No wonder Oregon’s leadership faces difficult challenges when it comes to testing us in time, tracking down contacts and vaccinating against COVID-19.
It’s time to give up, “starve the beast” and embrace “you only get what you pay for”. We need to tell Governor Brown and our lawmakers that we value public health and are willing to pay our fair share of taxes. We need to support volunteers who work in the Oregon Vaccine Equity Group and focus on priorities and fairness in vaccine distribution. We are grateful to them that they are ready to tackle very difficult clinical, ethical and social problems. Ultimately, we need to be patient, continue to mask, and keep our physical distance.
David Nardone, Hillsboro
A Forest Grove High School parent’s frustrations
I recently read John Canzano’s article on OregonLive.com about exercising in Oregon. One of his most important points was that the people who could afford to exercise were playing. It was referring to my own thoughts lately.
I’ve been thinking about sending my children to private school. I actually thought about it last summer, but we decided that we will have confidence in the state’s public school system and in our district – confidence that they will protect them while doing what is best for them.
I started thinking about private school again because that doesn’t happen.
Sports do not take place either. Again, I don’t think this is best for people overall. Other parents not so good. So some are moving out of the state – so that their child / children can play. This is why some people who can afford it put their children in club teams – so they can play.

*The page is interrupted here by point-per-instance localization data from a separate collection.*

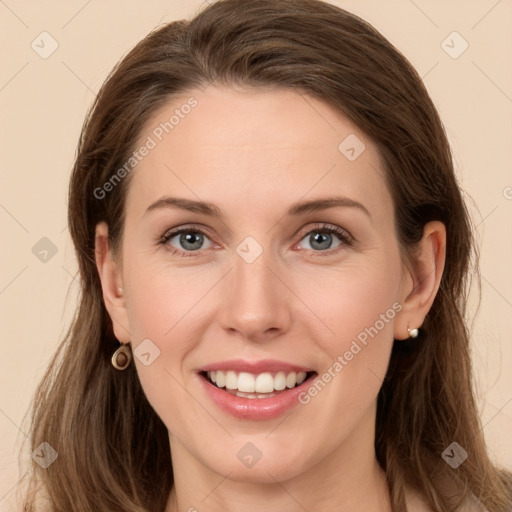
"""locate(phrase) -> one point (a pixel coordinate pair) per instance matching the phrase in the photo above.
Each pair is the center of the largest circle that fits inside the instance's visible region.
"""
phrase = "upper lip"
(262, 366)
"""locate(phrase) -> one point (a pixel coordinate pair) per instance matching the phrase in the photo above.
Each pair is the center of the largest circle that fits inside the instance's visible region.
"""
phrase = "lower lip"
(255, 408)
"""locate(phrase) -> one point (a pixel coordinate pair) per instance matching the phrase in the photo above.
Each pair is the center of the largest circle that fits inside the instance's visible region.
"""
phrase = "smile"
(263, 385)
(255, 391)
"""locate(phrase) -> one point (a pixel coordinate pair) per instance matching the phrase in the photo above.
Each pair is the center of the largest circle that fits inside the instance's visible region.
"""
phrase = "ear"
(421, 279)
(111, 283)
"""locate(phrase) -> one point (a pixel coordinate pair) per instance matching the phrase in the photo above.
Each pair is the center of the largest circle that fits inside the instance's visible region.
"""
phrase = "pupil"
(322, 239)
(192, 241)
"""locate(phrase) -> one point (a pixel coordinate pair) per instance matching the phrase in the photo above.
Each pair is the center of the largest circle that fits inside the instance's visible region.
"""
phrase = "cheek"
(355, 302)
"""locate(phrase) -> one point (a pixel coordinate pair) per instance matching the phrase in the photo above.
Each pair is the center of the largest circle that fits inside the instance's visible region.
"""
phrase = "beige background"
(43, 103)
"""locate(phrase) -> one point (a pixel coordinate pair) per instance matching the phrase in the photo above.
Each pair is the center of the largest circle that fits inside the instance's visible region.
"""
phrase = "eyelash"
(346, 239)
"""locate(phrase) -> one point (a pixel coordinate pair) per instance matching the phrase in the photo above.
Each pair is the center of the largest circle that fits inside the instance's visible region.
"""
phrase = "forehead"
(255, 148)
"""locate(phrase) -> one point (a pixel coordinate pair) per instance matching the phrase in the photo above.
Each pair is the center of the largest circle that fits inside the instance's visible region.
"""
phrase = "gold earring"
(413, 333)
(122, 358)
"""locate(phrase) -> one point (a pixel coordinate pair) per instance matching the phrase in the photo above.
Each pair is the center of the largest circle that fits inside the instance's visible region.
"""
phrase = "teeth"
(256, 386)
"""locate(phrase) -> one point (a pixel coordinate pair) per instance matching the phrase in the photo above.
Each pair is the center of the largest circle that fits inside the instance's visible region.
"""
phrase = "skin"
(253, 153)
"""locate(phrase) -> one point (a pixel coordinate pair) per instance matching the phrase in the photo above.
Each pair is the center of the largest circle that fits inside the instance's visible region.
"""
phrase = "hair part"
(113, 448)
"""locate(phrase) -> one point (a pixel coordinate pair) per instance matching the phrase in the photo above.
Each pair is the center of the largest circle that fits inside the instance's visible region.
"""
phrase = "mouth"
(259, 386)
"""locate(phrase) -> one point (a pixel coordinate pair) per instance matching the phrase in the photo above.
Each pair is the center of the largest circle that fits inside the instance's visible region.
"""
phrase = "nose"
(257, 303)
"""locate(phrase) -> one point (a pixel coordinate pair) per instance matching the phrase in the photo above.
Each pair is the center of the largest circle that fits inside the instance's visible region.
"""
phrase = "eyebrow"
(300, 208)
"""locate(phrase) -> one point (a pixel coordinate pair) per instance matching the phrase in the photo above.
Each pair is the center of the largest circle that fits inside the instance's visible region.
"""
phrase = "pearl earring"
(413, 333)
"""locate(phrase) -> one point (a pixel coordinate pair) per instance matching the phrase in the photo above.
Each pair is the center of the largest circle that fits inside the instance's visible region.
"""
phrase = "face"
(259, 251)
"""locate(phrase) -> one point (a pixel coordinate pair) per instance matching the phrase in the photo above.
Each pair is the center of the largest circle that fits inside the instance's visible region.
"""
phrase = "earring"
(413, 333)
(121, 358)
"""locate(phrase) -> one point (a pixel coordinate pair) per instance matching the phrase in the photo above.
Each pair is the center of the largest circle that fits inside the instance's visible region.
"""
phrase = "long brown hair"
(113, 448)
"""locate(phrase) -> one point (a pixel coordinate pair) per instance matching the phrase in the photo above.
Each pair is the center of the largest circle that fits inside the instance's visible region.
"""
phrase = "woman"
(274, 257)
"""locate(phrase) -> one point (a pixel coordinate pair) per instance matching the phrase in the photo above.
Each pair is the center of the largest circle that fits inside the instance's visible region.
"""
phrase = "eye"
(324, 238)
(186, 240)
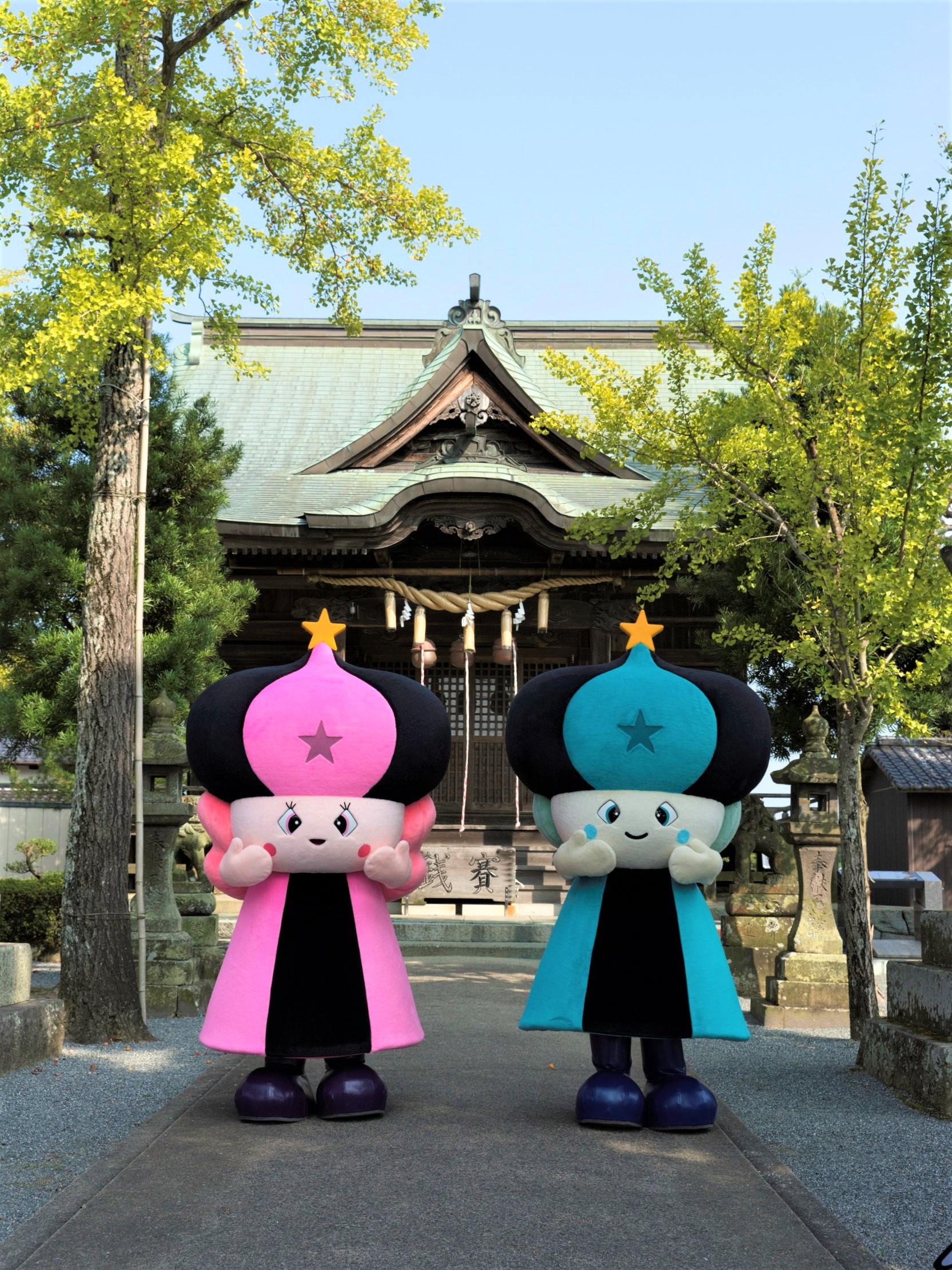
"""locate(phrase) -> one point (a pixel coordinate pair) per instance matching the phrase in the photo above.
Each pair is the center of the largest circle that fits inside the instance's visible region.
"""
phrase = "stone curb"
(33, 1233)
(827, 1230)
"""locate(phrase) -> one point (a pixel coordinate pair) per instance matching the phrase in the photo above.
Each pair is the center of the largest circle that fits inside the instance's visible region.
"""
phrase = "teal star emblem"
(640, 733)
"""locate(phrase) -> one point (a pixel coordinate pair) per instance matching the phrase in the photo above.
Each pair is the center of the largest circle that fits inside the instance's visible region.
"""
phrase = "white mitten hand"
(580, 857)
(245, 865)
(695, 861)
(390, 866)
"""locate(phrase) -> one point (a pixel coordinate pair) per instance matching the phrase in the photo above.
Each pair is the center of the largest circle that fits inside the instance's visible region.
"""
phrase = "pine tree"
(191, 604)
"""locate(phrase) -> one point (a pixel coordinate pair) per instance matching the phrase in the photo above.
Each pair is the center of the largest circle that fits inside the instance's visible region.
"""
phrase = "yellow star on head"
(324, 630)
(642, 631)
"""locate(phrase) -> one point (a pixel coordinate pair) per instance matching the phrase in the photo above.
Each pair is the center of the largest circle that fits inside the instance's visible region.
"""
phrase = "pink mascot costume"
(318, 779)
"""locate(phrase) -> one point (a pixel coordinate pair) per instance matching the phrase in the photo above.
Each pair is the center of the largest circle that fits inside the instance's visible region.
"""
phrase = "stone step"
(917, 1066)
(921, 996)
(937, 939)
(523, 950)
(412, 931)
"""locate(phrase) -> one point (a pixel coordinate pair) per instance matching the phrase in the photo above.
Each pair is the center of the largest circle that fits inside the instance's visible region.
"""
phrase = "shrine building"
(394, 479)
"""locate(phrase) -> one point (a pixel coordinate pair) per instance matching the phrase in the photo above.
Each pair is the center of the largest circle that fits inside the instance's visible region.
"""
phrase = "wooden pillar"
(601, 646)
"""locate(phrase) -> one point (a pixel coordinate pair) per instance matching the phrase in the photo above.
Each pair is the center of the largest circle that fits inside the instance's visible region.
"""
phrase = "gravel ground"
(884, 1169)
(65, 1114)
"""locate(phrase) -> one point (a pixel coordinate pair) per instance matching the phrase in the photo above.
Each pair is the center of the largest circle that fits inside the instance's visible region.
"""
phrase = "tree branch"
(174, 49)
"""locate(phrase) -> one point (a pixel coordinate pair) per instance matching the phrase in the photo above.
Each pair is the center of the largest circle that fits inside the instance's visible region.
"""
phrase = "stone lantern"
(809, 986)
(170, 972)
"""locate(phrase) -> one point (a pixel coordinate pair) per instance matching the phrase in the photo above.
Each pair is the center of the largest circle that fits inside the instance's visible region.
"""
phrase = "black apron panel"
(319, 1004)
(638, 985)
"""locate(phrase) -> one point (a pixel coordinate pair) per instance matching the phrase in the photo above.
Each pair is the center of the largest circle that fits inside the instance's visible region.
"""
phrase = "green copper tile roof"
(320, 398)
(272, 499)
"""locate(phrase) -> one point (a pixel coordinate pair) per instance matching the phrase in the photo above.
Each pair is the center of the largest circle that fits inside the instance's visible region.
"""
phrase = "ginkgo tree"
(130, 134)
(814, 467)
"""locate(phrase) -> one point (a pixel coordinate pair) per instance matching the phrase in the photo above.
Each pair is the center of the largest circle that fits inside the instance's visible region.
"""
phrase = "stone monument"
(809, 985)
(170, 968)
(762, 905)
(196, 901)
(912, 1049)
(31, 1028)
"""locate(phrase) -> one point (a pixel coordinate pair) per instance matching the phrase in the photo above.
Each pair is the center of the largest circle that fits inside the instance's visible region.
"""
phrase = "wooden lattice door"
(492, 783)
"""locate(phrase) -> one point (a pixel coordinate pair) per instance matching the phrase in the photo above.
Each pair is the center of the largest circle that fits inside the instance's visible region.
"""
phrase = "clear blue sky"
(579, 136)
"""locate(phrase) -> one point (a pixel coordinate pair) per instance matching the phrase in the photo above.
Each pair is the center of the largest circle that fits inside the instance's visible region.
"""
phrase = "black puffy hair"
(536, 746)
(216, 751)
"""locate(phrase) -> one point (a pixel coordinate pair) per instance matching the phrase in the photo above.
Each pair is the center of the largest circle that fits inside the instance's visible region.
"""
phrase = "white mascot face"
(643, 827)
(318, 834)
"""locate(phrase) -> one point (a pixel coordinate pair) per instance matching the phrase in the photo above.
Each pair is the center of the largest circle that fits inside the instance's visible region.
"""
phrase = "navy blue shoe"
(276, 1094)
(611, 1098)
(682, 1104)
(676, 1101)
(350, 1090)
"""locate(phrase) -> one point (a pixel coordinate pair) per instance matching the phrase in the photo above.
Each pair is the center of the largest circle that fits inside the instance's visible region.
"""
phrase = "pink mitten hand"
(245, 865)
(390, 866)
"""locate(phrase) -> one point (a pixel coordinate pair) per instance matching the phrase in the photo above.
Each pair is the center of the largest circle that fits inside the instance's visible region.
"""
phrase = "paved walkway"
(477, 1164)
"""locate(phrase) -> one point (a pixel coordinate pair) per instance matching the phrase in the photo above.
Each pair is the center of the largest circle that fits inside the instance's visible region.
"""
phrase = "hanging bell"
(419, 624)
(424, 654)
(460, 654)
(503, 647)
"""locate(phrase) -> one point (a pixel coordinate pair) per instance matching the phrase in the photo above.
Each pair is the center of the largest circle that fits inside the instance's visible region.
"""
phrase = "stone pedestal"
(31, 1030)
(809, 985)
(196, 901)
(808, 990)
(170, 970)
(912, 1049)
(760, 905)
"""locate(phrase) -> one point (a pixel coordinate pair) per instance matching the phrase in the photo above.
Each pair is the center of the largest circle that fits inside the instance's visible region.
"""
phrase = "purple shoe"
(350, 1090)
(276, 1094)
(676, 1102)
(611, 1098)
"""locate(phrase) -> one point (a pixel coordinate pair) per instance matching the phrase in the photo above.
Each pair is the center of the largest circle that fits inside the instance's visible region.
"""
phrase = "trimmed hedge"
(31, 912)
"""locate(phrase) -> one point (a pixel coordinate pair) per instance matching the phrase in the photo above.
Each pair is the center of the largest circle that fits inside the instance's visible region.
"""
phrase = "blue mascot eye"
(290, 821)
(610, 812)
(666, 814)
(345, 823)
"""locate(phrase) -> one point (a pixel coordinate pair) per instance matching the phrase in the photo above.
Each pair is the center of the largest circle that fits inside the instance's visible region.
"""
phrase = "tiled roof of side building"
(914, 765)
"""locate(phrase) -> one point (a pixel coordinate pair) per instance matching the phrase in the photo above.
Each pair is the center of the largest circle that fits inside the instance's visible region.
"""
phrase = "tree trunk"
(852, 723)
(98, 970)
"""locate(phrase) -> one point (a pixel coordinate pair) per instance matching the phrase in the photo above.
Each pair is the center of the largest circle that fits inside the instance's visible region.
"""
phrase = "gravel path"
(884, 1169)
(65, 1114)
(881, 1168)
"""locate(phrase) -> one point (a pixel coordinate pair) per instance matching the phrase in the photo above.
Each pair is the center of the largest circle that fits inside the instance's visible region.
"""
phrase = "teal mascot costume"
(638, 769)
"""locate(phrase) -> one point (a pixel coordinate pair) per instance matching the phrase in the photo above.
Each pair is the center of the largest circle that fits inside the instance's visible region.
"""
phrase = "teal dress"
(635, 954)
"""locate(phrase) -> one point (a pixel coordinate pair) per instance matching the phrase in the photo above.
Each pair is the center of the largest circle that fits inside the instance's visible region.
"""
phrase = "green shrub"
(31, 912)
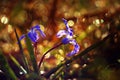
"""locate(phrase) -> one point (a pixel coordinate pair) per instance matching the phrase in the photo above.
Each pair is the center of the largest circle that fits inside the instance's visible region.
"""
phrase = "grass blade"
(32, 56)
(21, 51)
(6, 68)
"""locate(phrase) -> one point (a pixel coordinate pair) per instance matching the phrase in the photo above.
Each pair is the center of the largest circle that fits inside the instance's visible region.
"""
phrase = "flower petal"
(32, 37)
(61, 33)
(65, 40)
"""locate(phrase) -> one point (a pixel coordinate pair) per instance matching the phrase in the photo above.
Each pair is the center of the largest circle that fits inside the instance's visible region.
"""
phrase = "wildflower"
(68, 33)
(33, 35)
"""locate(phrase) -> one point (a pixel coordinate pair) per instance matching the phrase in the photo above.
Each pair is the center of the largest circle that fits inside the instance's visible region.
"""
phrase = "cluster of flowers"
(68, 33)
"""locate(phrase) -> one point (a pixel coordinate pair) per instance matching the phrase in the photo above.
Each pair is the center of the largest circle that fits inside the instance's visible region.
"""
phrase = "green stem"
(46, 54)
(78, 56)
(6, 68)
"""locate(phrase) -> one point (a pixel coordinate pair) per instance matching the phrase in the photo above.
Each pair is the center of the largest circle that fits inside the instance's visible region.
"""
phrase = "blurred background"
(91, 20)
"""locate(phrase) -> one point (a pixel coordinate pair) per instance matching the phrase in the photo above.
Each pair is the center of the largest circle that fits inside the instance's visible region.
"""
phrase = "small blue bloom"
(33, 35)
(68, 33)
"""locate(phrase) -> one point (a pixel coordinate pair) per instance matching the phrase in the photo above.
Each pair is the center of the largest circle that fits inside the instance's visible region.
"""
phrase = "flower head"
(68, 33)
(33, 35)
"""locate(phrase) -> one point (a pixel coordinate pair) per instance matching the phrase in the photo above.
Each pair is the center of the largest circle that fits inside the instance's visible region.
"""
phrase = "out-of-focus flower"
(68, 33)
(33, 35)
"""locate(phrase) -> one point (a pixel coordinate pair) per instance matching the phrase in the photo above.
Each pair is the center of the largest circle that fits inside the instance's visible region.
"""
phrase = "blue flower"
(33, 35)
(68, 33)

While reading this article and thinking about my own situation, something struck me. What about all the people who can’t afford club teams that charge thousands of dollars? The people who can’t afford to leave the area, their work, their family responsibilities? What about the people who don’t have the resources to pay for a private school? Why are the only ones who can give their children the opportunity to be back in the classroom or in the courts / fields the ones who can afford it?
Everyone should be able to have these things regardless of their financial situation.
I will not give up fighting for these fundamental rights for my children, for all children. Our children deserve the opportunity to be in a classroom and place if they want. It shouldn’t matter who can afford it.